A perda da patente foi decretada pela PMSP na terça-feira (4/3), quase cinco anos após a condenação pela Justiça Militar, ocorrida em 2019. Segundo a denúncia do Ministério Público, o papel dos policiais era “não reprimir a prática do delito de tráfico, bem como facilitá-lo, não passando de viatura policial próximo aos pontos de venda, informando acerca de alguma operação policial pelo local e até mesmo alterando a verdade em documentos públicos para que não ocorresse apreensão de droga ou a prisão dos traficantes”.
O cabo Thiago Farias foi citado 108 vezes na denúncia e apontado como um dos intermediários entre PMs e traficantes da facção. Era ele quem frequentemente negociava, por telefone, os horários e locais para pagamento de propina para sua guarnição.

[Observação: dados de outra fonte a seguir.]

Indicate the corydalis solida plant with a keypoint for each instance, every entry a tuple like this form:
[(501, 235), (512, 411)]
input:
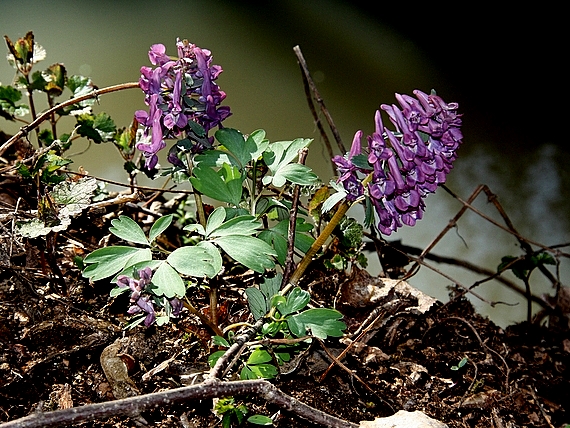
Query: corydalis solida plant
[(404, 165), (181, 94)]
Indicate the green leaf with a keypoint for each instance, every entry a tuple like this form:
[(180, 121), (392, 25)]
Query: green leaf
[(256, 302), (264, 371), (159, 226), (168, 282), (199, 261), (259, 356), (215, 220), (98, 128), (126, 228), (242, 150), (244, 225), (224, 186), (297, 299), (320, 321), (74, 195), (108, 261), (332, 200), (260, 420), (278, 156), (220, 341), (214, 357), (261, 143), (248, 250), (135, 267), (295, 173), (270, 287)]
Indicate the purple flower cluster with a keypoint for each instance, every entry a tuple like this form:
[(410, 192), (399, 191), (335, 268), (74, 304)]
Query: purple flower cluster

Em uma das conversas telefônicas interceptadas, no dia 13 de abril de 2018, “Alemão da Grande” conversa com um integrante do PCC e é informado de que já poderia receber a propina acertada.
ALEMÃO DA GRANDE: Fala aí!
HNI: Deixa eu fala pro cê! Cê tá aqui por perto aqui?
ALEMÃO DA GRANDE: Não, não, fica tranquilo!
HNI: Não, porque é o seguinte! Já tá na mão aqui a moeda, entendeu?
ALEMÃO DA GRANDE: Ah, tá! Eu vou falar pra passar aí, tá bom?
HNI: Então! Quem que vai vir pegar?
ALEMÃO DA GRANDE: Vai ser o Cabeça!
HNI: Então, é o seguinte: assim que tiver vindo, cê já dá um toque aqui! Aí eu já bato no menino aqui, pra ele encostar lá na escola lá! (…) Lá perto do trailer lá!
ALEMÃO DA GRANDE: Tá bom! Tá bom! Eu falo pra ele!
HNI: Mas vai ligar agora?
ALEMÃO DA GRANDE: Vou, vou ligar! É, 10 minutos está aí!
HNI: Beleza!
ALEMÃO DA GRANDE: Falou!
HNI: A gente tá no aguardo seu! Liga aqui!
“É isso aí mesmo?”
De acordo com o MPSP, o “Cabeça” citado por Farias era outro cabo da PM identificado como Rafael da Silva, também denunciado por envolvimento com o PCC.
Ainda no dia 13 de abril, Farias volta a entrar em contato com o traficante para reclamar do valor da propina entregue mais cedo. O cabo se refere a “uma perna” para os R$ 1 mil pagos pelos traficantes e a “uma perna e meia” para os R$ 1,5 mil que o grupo esperava receber.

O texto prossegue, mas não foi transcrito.